While the practice of algorithmic auditing is new, some companies are already exploring how to take the process out of human hands—by training so‑called “shadow algorithms” to detect and fix their own hidden biases. Microsoft, Facebook, and IBM, among others, are all working on different algorithmic solutions to AI bias.
“For a long time, it was good enough to judge the quality of machine learning applications by overall error rates,” says Briana Brownell, CEO of AI‑powered analytics firm Pure Strategy. “Now we know that not fully understanding the ways in which a model makes prediction errors can result in all kinds of unintended consequences.” Dealing with bias is becoming a necessity for data scientists, she adds.
Putting data to the bias test
Despite ethical and philosophical questions, training algorithms to detect and eliminate bias is possible, says Jason Odden, director at tech consulting firm Cask. One strategy is to deploy the same machine‑learning tools used to code algorithms to find biased “blind spots” buried in data.
“Reverse engineering of these techniques can expose bias within the dataset itself,” Odden explains.
In 2015, for example, reports revealed that searches for “gorilla” on Google’s Photo app returned photos of African‑Americans in their results. Through reverse engineering, programmers can create an algorithm to detect and scrub the race‑related data tags and prevent discriminatory data from infecting future outcomes.
But what if the bias is more subtle? In a classic 2003 study, researchers found that job candidates with the Caucasian‑sounding names “Emily” and “Greg” were 50 percent more likely to land an interview than those with the stereotypically African‑American names “Lakisha” and “Jamal.” Data scientists can easily reverse‑engineer an algorithm to prevent AI applications from unfairly downgrading candidates based solely on names.
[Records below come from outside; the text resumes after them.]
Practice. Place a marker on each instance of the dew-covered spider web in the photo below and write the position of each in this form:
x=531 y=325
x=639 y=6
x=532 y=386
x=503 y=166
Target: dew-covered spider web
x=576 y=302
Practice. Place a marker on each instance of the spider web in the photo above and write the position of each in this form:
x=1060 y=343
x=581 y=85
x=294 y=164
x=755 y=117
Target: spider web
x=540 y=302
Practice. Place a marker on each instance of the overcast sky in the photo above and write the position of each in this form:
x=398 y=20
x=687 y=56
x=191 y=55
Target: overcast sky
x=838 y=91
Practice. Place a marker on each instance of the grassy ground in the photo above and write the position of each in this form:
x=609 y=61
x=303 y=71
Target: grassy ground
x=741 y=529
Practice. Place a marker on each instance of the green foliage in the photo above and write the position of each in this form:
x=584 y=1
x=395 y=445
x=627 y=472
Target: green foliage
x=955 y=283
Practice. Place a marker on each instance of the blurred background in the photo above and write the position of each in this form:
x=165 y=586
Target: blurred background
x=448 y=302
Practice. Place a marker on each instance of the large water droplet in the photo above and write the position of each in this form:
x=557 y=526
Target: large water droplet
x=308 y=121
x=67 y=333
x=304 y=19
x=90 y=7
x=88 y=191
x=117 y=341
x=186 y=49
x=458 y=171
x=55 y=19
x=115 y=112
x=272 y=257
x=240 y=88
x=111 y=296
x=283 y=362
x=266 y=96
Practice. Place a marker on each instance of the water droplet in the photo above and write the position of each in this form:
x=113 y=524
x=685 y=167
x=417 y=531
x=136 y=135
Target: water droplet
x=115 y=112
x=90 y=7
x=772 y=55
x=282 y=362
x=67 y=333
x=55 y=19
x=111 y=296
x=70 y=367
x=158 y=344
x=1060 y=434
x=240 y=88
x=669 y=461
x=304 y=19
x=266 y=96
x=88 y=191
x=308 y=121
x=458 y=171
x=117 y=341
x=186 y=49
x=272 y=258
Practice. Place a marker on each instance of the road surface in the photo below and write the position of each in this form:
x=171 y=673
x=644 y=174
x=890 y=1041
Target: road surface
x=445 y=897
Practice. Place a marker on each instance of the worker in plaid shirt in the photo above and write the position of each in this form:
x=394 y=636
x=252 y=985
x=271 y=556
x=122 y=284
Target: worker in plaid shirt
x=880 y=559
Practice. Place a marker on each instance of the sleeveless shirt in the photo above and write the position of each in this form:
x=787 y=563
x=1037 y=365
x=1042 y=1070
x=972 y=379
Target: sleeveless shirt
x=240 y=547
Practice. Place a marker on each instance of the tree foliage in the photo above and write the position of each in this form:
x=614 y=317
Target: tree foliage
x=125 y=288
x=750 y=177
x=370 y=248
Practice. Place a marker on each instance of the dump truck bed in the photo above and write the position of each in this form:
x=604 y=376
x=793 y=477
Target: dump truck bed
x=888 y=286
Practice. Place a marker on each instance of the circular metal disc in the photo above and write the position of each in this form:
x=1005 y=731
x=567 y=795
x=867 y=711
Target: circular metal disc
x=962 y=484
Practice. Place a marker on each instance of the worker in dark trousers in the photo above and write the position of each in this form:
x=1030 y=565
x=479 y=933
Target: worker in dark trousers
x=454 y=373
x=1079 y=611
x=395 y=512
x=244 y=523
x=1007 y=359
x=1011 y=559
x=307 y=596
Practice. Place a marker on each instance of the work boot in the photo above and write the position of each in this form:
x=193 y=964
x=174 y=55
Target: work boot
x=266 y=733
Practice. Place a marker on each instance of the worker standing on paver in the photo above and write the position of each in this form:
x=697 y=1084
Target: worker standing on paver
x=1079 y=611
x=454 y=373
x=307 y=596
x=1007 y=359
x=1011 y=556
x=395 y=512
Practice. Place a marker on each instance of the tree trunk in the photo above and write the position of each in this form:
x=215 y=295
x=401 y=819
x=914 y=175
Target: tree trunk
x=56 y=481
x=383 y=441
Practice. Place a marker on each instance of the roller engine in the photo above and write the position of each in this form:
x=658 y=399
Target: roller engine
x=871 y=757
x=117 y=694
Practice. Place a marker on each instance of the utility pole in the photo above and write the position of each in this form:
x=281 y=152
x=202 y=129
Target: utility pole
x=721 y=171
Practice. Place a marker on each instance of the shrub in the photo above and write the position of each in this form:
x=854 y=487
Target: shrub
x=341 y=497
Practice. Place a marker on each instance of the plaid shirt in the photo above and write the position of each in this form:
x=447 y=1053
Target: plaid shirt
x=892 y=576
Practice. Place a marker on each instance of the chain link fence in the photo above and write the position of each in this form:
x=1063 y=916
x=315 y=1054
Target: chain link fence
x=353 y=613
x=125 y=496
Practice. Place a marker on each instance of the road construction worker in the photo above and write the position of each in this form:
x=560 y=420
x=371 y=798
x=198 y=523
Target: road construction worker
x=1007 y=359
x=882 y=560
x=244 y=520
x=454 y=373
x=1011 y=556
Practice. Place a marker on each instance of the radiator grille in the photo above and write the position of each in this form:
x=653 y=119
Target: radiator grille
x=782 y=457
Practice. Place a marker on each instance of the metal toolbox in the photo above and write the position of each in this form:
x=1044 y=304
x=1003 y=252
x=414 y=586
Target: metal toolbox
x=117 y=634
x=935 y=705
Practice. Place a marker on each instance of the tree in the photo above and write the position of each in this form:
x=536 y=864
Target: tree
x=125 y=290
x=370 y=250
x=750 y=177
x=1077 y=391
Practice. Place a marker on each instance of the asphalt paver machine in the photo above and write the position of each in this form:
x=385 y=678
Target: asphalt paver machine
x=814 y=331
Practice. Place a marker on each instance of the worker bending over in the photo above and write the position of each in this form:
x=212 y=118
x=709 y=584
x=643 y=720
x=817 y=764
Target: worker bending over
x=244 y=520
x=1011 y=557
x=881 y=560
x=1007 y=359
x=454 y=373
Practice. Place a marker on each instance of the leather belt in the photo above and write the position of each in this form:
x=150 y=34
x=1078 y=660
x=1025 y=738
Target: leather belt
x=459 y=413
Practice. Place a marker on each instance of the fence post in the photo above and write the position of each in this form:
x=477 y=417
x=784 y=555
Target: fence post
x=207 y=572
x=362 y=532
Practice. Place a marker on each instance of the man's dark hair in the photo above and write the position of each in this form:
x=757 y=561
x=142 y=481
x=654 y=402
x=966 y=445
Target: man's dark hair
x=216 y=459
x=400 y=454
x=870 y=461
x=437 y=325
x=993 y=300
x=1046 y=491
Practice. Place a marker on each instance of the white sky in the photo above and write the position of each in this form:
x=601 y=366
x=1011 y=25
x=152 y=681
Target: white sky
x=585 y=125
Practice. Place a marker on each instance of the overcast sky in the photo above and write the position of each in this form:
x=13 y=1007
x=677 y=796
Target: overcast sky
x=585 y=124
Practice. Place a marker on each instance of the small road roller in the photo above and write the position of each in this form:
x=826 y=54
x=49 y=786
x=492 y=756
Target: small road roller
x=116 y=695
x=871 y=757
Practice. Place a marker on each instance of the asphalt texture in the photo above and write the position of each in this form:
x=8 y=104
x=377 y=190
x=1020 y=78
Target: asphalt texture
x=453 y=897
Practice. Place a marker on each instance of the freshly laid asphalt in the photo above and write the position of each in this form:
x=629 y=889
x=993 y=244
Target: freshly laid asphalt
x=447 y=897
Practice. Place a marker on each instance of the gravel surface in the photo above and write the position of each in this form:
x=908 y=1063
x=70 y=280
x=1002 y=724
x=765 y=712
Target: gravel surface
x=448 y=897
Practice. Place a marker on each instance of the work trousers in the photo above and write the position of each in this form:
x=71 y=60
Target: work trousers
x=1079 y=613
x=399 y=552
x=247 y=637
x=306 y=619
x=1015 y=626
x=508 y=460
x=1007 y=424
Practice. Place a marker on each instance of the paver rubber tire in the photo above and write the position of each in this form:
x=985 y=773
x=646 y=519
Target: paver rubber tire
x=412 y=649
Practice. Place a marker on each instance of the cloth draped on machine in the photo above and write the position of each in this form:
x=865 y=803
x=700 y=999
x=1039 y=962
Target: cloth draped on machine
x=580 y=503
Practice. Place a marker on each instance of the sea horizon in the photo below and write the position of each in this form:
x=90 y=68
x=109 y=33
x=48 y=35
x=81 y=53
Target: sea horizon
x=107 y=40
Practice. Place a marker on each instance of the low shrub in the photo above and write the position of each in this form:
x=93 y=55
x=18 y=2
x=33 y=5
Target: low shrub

More difficult, however, is mitigating bias in a hiring algorithm trained to favor candidates with profiles similar to “successful” workers already at the company, such as those with longer tenures and a track record of promotions. Those are logical criteria for hiring—unless the company tends to value and promote men over women, or white workers over ethnically diverse ones.
Other approaches can be used to train algorithms to detect bias, Odden says. One technique involves feeding so‑called adversarial data samples—inputs intended to produce a mistake—into an algorithm to uncover data distortion, a method commonly used in spam filtering. A potential adversary may try to pollute an AI system with bad data. By peremptorily factoring similar data into the machine‑learning system, an AI user can eliminate biases.
The “black box” conundrum
AI systems are designed to be self‑reinforcing as they “learn,” so even the most subtle types of bias can become more pervasive and entrenched in just a brief amount of time.
The most complex sets of algorithms used in AI applications—so‑called “black box” systems—present the biggest problems in managing bias.
Insurance companies, for example, rely heavily on “black box” algorithms to set auto insurance premiums using data not just from a customer’s driving record, but from a host of other sources including credit scores and zip codes. The formulas are opaque and highly proprietary, and can often result in discriminatory outcomes.
A 2015 Consumer Reports study of two million rate quotes from 700 insurance companies found that drivers with pristine driving records but spotty credit history paid substantially higher premiums than terrible drivers with higher credit scores. Another recent study reported that drivers from mostly African‑American neighborhoods were quoted rates that were, on average, 70 percent higher than those of drivers from predominantly white areas.
Could programmers create an algorithm sophisticated enough to shine a light on bias in “black box” algorithms? Eventually, yes. For now, the most pressing challenge is a human one: establishing basic standards that can help mitigate bias before the AI watchdogs enter the picture.